Behandeling van het geschil

Partijen zijn overeengekomen dit geschil bij bindend advies door de Geschillencommissie Kinderopvang (verder te noemen: de commissie) te laten beslechten.

De mondelinge behandeling heeft bij wijze van verkorte procedure plaatsgevonden op 22 december 2023 te Utrecht. Partijen zijn bij deze behandeling door middel van een videoverbinding verschenen. De ondernemer werd vertegenwoordigd door de heer [naam], directeur.

Nadat de inhoudelijke behandeling van het geschil was gesloten, heeft de commissie zich buiten aanwezigheid van partijen over het geschil beraden. Gelet op enerzijds het (spoedeisende) belang van partijen, namelijk om vóór 1 januari 2024 een beslissing over hun geschil te verkrijgen, en anderzijds het feit dat de commissie in verband met de aanstaande feestdagen niet in staat is vóór die datum een schriftelijke en gemotiveerde beslissing te geven en deze aan partijen toe te zenden, heeft de commissie met instemming van partijen en in hun aanwezigheid mondeling uitspraak gedaan over het geschil. Daarbij is met een zeer summiere motivering de beslissing aan partijen meegedeeld onder vermelding dat partijen in de loop van januari 2024 de beslissing met een uitgebreide motivering zullen ontvangen.

Onderwerp van het geschil

Het geschil betreft de vraag of de ondernemer eenzijdig de plaatsingsovereenkomst tussen partijen mag wijzigen.

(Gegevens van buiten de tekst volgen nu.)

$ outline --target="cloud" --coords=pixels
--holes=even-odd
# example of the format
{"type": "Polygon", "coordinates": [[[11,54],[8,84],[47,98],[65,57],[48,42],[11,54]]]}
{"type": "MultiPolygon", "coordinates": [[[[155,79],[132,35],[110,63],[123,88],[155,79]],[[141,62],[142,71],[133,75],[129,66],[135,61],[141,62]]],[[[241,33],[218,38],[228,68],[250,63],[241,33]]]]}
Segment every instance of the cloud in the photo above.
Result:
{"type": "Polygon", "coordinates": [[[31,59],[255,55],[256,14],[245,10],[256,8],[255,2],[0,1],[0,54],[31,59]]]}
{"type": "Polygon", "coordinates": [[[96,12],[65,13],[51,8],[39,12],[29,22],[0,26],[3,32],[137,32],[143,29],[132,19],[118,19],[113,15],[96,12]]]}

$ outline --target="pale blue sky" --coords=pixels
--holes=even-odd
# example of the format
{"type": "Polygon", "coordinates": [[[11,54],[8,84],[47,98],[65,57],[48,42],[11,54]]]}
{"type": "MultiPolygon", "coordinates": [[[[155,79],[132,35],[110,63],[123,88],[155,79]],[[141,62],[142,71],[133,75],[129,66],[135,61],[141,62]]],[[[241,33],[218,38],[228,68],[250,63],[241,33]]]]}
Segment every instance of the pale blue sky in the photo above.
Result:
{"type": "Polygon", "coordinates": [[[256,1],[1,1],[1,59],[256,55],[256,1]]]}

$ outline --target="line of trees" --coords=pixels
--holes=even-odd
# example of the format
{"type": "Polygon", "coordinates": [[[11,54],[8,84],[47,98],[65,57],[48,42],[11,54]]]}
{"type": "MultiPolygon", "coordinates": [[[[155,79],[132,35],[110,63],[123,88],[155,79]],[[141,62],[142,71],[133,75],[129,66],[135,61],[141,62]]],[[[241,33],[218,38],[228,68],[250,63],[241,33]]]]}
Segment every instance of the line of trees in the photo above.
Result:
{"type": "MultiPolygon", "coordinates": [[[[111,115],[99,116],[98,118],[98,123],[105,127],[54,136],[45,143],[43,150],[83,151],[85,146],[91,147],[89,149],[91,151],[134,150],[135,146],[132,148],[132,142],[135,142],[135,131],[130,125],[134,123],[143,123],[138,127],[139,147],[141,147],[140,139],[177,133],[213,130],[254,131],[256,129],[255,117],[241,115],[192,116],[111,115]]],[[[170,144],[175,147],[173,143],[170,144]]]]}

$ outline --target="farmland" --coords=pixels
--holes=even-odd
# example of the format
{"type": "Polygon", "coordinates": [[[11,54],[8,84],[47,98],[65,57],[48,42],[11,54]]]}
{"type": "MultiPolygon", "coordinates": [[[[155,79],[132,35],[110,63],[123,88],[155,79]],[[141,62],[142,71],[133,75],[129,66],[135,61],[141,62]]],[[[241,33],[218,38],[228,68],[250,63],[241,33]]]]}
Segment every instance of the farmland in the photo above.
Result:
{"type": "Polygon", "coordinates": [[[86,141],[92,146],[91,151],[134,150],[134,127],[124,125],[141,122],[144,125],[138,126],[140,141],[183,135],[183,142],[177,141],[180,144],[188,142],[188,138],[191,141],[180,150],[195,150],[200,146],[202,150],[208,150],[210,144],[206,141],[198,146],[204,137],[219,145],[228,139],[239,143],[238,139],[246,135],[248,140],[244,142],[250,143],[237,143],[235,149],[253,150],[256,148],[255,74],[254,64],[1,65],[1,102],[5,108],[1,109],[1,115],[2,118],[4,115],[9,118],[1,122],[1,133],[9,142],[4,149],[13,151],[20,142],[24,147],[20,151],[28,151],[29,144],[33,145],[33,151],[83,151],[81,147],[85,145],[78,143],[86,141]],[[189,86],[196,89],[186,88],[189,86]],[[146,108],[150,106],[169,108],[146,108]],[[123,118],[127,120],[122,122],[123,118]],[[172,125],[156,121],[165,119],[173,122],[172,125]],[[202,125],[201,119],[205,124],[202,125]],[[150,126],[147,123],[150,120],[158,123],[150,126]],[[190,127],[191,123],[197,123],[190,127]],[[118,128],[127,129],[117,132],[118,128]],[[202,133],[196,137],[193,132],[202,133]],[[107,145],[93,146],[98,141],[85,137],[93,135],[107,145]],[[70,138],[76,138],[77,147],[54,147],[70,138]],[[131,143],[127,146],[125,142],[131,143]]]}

Standpunt van de consument

Voor het standpunt van de consument verwijst de commissie naar de overgelegde stukken, daaronder begrepen de stukken die de consument heeft overlegd, nadat zij voor de mondelinge behandeling was uitgenodigd en naar wat zij bij de mondelinge naar voren heeft gebracht. In de kern komt het standpunt op het volgende neer.

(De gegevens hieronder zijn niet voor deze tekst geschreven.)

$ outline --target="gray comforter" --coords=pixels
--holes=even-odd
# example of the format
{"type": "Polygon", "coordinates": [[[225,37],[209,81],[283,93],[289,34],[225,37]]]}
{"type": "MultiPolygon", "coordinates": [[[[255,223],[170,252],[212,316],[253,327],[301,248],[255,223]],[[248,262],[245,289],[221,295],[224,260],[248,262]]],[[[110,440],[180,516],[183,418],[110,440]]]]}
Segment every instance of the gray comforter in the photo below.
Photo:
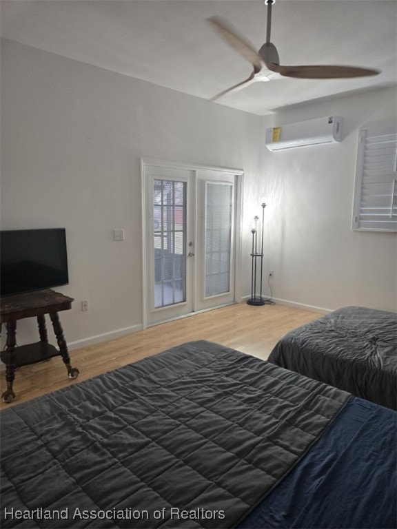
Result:
{"type": "Polygon", "coordinates": [[[227,528],[349,395],[207,342],[8,408],[6,527],[227,528]]]}
{"type": "Polygon", "coordinates": [[[397,314],[346,307],[287,333],[269,361],[397,409],[397,314]]]}

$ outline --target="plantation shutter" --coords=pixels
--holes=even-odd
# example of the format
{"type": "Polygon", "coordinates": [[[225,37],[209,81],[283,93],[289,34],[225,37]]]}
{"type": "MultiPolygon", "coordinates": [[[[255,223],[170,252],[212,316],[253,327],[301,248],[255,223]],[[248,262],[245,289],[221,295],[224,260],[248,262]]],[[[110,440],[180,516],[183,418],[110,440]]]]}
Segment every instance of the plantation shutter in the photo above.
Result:
{"type": "Polygon", "coordinates": [[[397,231],[397,126],[360,129],[354,229],[397,231]]]}

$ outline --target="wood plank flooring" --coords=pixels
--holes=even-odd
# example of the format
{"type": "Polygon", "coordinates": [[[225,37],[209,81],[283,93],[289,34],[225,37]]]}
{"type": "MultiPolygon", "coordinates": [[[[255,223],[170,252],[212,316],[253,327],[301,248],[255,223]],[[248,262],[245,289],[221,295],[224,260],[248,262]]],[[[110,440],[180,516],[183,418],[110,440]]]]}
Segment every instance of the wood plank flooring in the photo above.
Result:
{"type": "MultiPolygon", "coordinates": [[[[266,360],[285,333],[320,315],[283,305],[252,307],[239,303],[163,323],[108,342],[70,351],[72,365],[80,371],[75,380],[68,377],[61,357],[20,368],[14,382],[15,400],[10,404],[1,401],[0,408],[77,384],[191,340],[216,342],[266,360]]],[[[3,393],[6,387],[5,373],[0,373],[0,377],[3,393]]]]}

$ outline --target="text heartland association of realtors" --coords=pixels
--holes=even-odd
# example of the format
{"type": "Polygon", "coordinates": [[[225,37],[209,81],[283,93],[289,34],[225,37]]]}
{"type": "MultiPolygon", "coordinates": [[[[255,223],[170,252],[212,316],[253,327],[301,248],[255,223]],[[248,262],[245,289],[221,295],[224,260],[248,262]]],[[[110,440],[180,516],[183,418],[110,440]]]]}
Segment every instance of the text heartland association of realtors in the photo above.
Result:
{"type": "Polygon", "coordinates": [[[108,509],[107,510],[90,510],[76,507],[74,509],[14,509],[5,507],[4,520],[223,520],[224,510],[210,510],[199,507],[186,510],[177,507],[164,507],[152,512],[143,509],[137,510],[132,508],[126,509],[108,509]]]}

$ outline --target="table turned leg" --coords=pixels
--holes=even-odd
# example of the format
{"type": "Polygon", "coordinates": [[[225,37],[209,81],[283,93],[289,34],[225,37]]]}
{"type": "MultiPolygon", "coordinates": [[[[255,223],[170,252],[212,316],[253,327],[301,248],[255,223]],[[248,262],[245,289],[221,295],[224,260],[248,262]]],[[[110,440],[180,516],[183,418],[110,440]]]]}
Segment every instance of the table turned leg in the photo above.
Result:
{"type": "Polygon", "coordinates": [[[45,342],[46,343],[48,343],[47,327],[45,326],[45,317],[43,314],[37,316],[37,323],[39,324],[39,334],[40,335],[40,342],[45,342]]]}
{"type": "Polygon", "coordinates": [[[79,369],[76,367],[72,367],[70,365],[70,357],[69,356],[69,351],[68,351],[68,346],[66,345],[66,340],[63,335],[63,329],[59,321],[59,316],[57,312],[50,312],[50,318],[52,322],[52,326],[54,327],[54,332],[57,337],[57,342],[58,342],[58,346],[59,347],[59,351],[62,356],[63,363],[66,366],[68,369],[68,375],[69,378],[77,378],[79,375],[79,369]]]}
{"type": "Polygon", "coordinates": [[[7,341],[6,342],[6,381],[7,389],[1,398],[4,402],[12,402],[15,398],[13,391],[14,380],[15,379],[15,348],[17,347],[16,329],[17,322],[15,320],[8,322],[6,324],[7,329],[7,341]]]}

De consument heeft met de ondernemer een plaatsingsovereenkomst gesloten voor de opvang en verzorging van haar dochter op de dinsdag en donderdag gedurende de schoolweken. De ondernemer wil met ingang van 1 januari 2024 eenzijdig alle contracten met alleen opvang gedurende de schoolweken aanpassen naar contracten inclusief verplichte vakantieopvang gedurende negen weken. Voor de consument betekent dit dat zij voor twee dagen opvang in plaats van 25,08 uur per maand, 42,58 uur per maand aan opvangvergoeding moet betalen, terwijl zij geen vakantieopvang nodig heeft. Door de aanpassing gaan de opvangkosten voor de consument per 1 januari 2024 omhoog van € 275,66 naar € 468,– per maand.  De verhoging van het maandbedrag bedraagt afgerond 70% bruto. In verhouding tot de gestegen kosten is de verhoging van het maandbedrag buiten elke proportie. Netto zal de verhoging niet zo hoog uitvallen.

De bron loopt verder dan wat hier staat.